Most Americans instinctively understand that "the power to tax is the power to destroy" — especially meaningful words on the day that our tax returns are due to the IRS.
To appreciate the dangers and dysfunction of today's tax code, we must understand how it functions not only as a destroyer, but as an arbiter of opportunity, propping up those at the top of the economy, holding down those at the bottom, and squeezing everyone else in between.
While developing the latest version of my tax reform proposal (the Economic Growth and Family Fairness Tax Reform Plan) with my colleague Sen. Marco Rubio, R-Fla., I found that the power to tax is also the power to protect businesses, industries and special interests that are sufficiently powerful, wealthy or well-connected to obtain special tax treatment from Congress.
These protections come in a variety of forms. There are the brazenly parochial special rules — the earmarks of the tax code — that benefit narrow interests. There are provisions that grant an unjustified advantage to large and powerful incumbents, shielding them from the rigors of fair competition. And there are narrowly tailored credits that lower the tax liability for favored businesses and fashionable special interests.

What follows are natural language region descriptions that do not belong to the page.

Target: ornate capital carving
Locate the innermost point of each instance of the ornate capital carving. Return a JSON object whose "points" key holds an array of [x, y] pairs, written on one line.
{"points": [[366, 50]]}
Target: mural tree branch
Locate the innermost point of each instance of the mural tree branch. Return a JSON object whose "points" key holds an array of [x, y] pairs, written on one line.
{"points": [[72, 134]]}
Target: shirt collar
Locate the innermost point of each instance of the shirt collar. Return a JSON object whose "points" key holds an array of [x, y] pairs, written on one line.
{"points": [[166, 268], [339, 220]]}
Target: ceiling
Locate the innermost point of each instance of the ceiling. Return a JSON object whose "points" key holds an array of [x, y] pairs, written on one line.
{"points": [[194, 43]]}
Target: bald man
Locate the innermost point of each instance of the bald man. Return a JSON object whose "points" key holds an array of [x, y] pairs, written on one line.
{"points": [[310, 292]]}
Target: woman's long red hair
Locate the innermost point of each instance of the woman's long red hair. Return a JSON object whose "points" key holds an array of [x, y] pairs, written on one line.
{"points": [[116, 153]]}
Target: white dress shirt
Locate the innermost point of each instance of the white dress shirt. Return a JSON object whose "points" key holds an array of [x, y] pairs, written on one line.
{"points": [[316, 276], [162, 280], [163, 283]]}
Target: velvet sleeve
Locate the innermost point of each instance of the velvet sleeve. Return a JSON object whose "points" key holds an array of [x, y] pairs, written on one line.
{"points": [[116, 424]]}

By allocating capital and labor according to the preferences of political and economic elites, rather than the wisdom of free people cooperating in free markets, these cronyist protections create a drag on the economy. They impede growth. They dull our competitive edge. And they reward those who invest in influence instead of innovation.
While the tax code helps prop up those at the top of the economy, it often serves as an anchor pulling down those at the bottom of the income scale. Here, the power to tax is the power to entrap.

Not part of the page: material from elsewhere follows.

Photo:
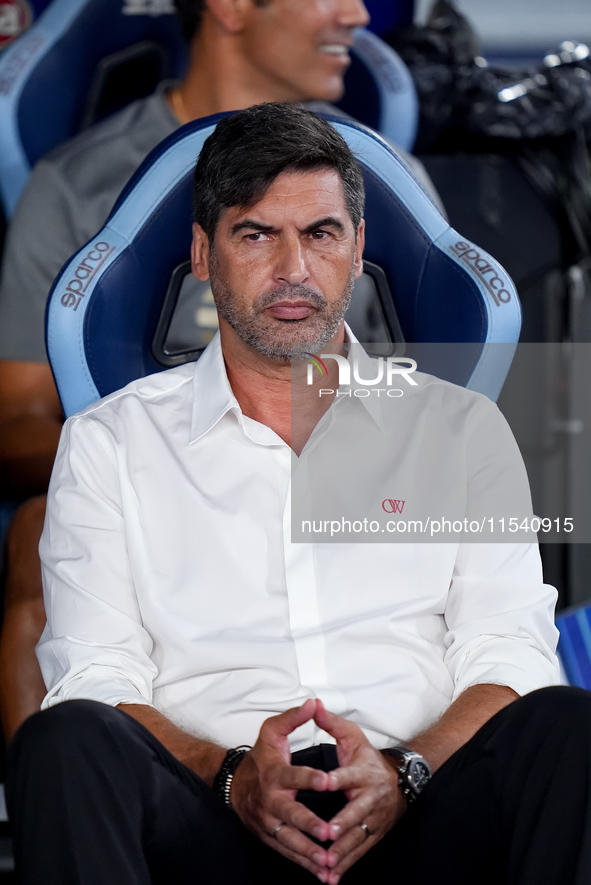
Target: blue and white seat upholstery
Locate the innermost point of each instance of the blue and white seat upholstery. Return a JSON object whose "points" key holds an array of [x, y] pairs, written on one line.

People of good will can disagree over the proper role of government in providing assistance to those trying to climb out of poverty. But everyone should agree that our public policy shouldn't make that climb harder than it already is.
Yet that's exactly what our tax code does. Together with our welfare system, it penalizes low-income workers for getting a job, getting married, or getting a raise — all critical steps for getting out of poverty.
At the same time, our tax code compounds the economic insecurity plaguing the hardworking Americans in or aspiring to the middle class. For those in vast middle of the economy, the power to tax is the power to squeeze.
The United States maintains the highest corporate tax rate in the developed world. But, as Ronald Reagan reminded us, "business is not a taxpayer — it is a tax collector." It passes the burden of excessive taxation on to the customer, in the form of higher prices, and to its employees, in the form of lower wages.
Likewise, for many working Americans, their tax bill often represents the greatest threat to their economic security.
According to one study, the average American worker in 2013 paid a staggering $16,000 in taxes, including all payroll and income taxes at the local, state, and federal levels.
To someone with a six-figure salary, this may not seem like a lot. But for the average worker making just over $53,000 a year before taxes, that $16,000 could be life changing.
My tax reform plan addresses each of these distortions and inequities.
First, my plan levels the playing field for all businesses — no matter their size or lobbying power — by eliminating special-interest carve-outs and lowering the rate from 35 percent to 25 percent.
On the individual side, my plan simplifies from seven brackets to two, and lowers the rates to 15 percent and 35 percent.
My plan also puts an end to the unfair treatment of America's working moms and dads in the current system. It eliminates the marriage penalty, which taxes married couples at a higher rate than if they had filed individually. And it puts an end to the parent tax penalty, which effectively charges parents twice for federal senior entitlement programs.
Finally, my plan calls on tax reformers to synchronize our tax code with our welfare system, so that low-income workers are able to climb into the middle class without having to overcome exorbitant effective marginal tax rates.
Most years we talk about the need for comprehensive tax reform only on tax day, when our opposition to the current code reaches its annual peak. Let's make this year different. This year, let's recommit ourselves to achieving pro-growth, pro-family tax reform not just on tax day, but every day.